Lastly, I think I am fed up with this myopic focus on the presidential primaries and elections. Studies show that voting turnout spikes in presidential election years. This lack of interest in who is in charge of representing us in our own town drives me civically whacko. Sure, I care if Social Security and Medicare are going to be around in 20 years, whether or not we are at war and the dozen or so other big ticket federal items that have an effect on my life. (However, I don’t care whether Obama removed a bust of Churchill from his office to make room for one of MLK or that Romney has made it part of campaign promises to return Winston to his rightful place – a bit of minutiae that apparently grabbed the electorate’s attention more than whether or not America interceded in the Libyan revolution.)
But the stuff that really hits home daily – town and state taxes, what is happening with our town’s sewage system underuse, road maintenance, school overcrowding, where the Narragansetts are proposing to put a casino this year, same-sex marriage, state pension bailouts, empty store fronts and buildings, who’s responsible for Studio 38 failure, and, as a friend of mine used to say, etc., etc., etc. – is decided by the people we elect to sit on our town and school councils, in our state General Assembly and as governor. Yet these are the elections that have the lower turnouts. According to figures posted on this site, 1,257 voters decided who the rest of East Greenwich's 10,691 voters get to vote for in November. Go figure.
At the end of the day, the whole voting song and dance took me less than 20 minutes from checking in to feeding in that new ballot form. (I know it’s not new anymore, but I hate it and miss the old Dr. Who lever voting booth; therefore, I will never call it anything but “new” – and yes, that is meant to be read with disparaging dismissal.) Sure, some of the selections I made felt like I was choosing between Tweedlebad and Tweedleworse. But the fact is, I made the choice. And you know what? That gives me the right to complain – or (less likely) cheer the results of my choices over the next two years.
RANT: I was a big supporter when Pat McNiff petitioned to lease Boesch Farm - and I still am on the “Rah! Rah! Let’s have a neighborhood farm!" bandwagon. Cue Judy and Mickey – I am ready for a musical! But it would be nice to hear what is going on over there without having to go to Pat’s website – and basically read what is essentially an advertisement for his (admittedly delicious) produce and meat. The few times I have gone on the public access nature walk, it all looks nice but there is never anyone around to talk to or ask questions of or even say hello to.
Sure, I saw the blurb on the farm store and the Third Annual Grazing Night at Pascal’s.

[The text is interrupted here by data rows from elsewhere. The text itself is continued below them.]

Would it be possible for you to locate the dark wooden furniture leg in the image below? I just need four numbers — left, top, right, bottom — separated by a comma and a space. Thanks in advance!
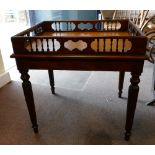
146, 74, 155, 105
20, 70, 38, 133
118, 71, 125, 98
48, 69, 55, 94
125, 72, 140, 140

But I had sorta hoped that there would be some – shall we say less pecuniary? – offerings on the table by now as well. I mean, eight bucks for a guided tour on what is essentially town property? Really? Yeah, I know, you can go over and wash eggs on a weekly basis and even process (euphemism for kill and pluck) turkeys for the farm. And then you can come to my house and do some weeding. The bottom line is that for all their unfortunate struggles, one thing you can say about the previous tenants of the farm is that they provided a series of free and reasonably priced workshops that appealed to all ages. I, for one, loved the fall fest, erratic as its scheduling was.
So c’mon, Pat – a lot of us went to bat for you to get what is essentially a pretty sweet tenancy deal. Now it’s time for you to be a good community neighbor – write a blog, offer some programs that don’t have an eau de free labor about them and really make the cornucopia (no Hunger Games imagery intended) of Boesch Farm a centerpiece of our town.